Wichtig für die Reisebranche sei das Thema Grenzkontrollen. „Problematisch war, dass jeder die Kriterien dafür festgelegt hat, wie er wollte“, kritisierte Selmayr. Ebenso bestehe der Verdacht, „dass im Sommer 2020 die Kontrollen nicht nur aus virologischen Gründen durchgeführt wurden“. Als Beispiele nannte Selmayr jene an den Grenzen zwischen Bayern und Österreich sowie zwischen Österreich und Slowenien. „Leider hat da die EU-Kommission zu wenig Macht, sie kann nur empfehlen“, gestand Martin Selmayr ein.

Um die für die Branche existentielle Planungssicherheit zu bewerkstelligen, gelte es nun, drei Problematiken in den Griff zu bekommen: Erhöhung der Impfquote („Wir sind mit dem Durchimpfen noch nicht fertig“), einheitliche Regeln bezüglich Reise­beschränkungen mit Drittstaaten („Da muss sich Europa zusammenraufen“) sowie – angesichts des Fachkräftemangels in der Touristik – die Qualität der Arbeitskräfte.

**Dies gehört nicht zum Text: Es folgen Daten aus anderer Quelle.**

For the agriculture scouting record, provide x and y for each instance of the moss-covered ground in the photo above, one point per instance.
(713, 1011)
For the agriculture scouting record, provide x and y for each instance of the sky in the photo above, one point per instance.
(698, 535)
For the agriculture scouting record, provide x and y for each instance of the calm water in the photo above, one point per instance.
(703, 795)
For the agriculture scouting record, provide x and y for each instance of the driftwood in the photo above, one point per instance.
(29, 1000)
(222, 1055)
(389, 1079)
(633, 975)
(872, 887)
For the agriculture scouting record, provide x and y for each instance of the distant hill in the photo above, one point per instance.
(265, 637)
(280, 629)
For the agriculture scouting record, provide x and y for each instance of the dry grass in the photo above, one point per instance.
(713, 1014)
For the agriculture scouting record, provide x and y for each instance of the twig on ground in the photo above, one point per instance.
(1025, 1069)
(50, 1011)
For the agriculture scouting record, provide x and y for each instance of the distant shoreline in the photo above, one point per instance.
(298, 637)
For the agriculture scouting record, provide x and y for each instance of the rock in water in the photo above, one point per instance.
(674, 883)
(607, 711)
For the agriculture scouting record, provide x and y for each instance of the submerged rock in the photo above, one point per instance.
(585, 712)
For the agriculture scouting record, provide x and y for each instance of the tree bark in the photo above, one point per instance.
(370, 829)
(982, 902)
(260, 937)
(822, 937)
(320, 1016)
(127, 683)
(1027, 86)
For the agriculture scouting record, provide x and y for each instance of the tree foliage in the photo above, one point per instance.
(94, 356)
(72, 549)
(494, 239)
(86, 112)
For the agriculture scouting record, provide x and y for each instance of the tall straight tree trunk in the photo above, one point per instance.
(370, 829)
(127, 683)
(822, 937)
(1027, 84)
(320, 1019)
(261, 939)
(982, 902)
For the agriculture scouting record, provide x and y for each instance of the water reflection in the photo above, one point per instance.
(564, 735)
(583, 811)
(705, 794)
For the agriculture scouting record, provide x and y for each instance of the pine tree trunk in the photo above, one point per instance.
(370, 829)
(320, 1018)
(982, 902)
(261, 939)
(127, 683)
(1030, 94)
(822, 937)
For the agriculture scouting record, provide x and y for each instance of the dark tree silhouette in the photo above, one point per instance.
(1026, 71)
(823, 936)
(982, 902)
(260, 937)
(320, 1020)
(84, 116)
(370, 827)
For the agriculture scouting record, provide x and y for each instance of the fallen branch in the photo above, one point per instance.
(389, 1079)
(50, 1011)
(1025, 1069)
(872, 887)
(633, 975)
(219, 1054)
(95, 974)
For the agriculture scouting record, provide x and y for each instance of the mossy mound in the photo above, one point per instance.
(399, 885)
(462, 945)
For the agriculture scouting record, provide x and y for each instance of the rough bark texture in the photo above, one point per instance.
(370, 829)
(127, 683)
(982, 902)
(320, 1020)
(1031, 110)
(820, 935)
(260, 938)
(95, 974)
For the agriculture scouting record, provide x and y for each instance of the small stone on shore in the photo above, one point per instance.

Martin Selmayrs Analyse deckte sich mit jener von Tourismusministerin Elisabeth Köstinger, der es „ein besonders Anliegen war, zum Kongress zu kommen“. Ihre spezielle Gratulation galt der neuen ÖRV-Präsidentin Eva Buzzi („Eine Powerfrau hat dieses Amt übernommen“). Die Ausarbeitung der Hilfsmaßnahmen für die Touristik wäre eine „schwierige Übung gewesen, weil die Reisebranche ein komplett anderes Modell benötigt als die übrigen Teile der Branche“ (Stichwort: „frustrierte Aufwendungen“). Den Teilnehmer*innen am ÖRV-Kongress konnte sie die beruhigende Botschaft überbringen, dass die Insolvenzabsicherung durch den Bund und dessen Abwicklung über die ÖHT (Österreichische Tourismusbank) auf Schiene sei („Wir stehen am Punkt, sie bis Ende 2022 zu verlängern“). Für 2023 habe Köstinger die „Hoffnung, dass die Insolvenzabsicherung dann wieder Private übernehmen.“ Die Kurzarbeit werde für den Tourismus als „besonders betroffene Branche“ verlängert und beim „Einführen der Reisefreiheit mit Drittstaaten werden wir nicht ruhen, bis das funktioniert“. Köstinger abschließend: „Ich bin überzeugt, dass wir zu alter Stärke zurückkommen.“ Die persönliche Beratung und der persönliche Austausch mit Kund*innen“ seien eben durch nichts zu ersetzen. Ein schöneres Statement zum Abschluss einer geglückten Premiere, wie sie der erste ÖRV Live-Kongress seit Ausbruch der Pandemie darstellte, kann es nicht geben.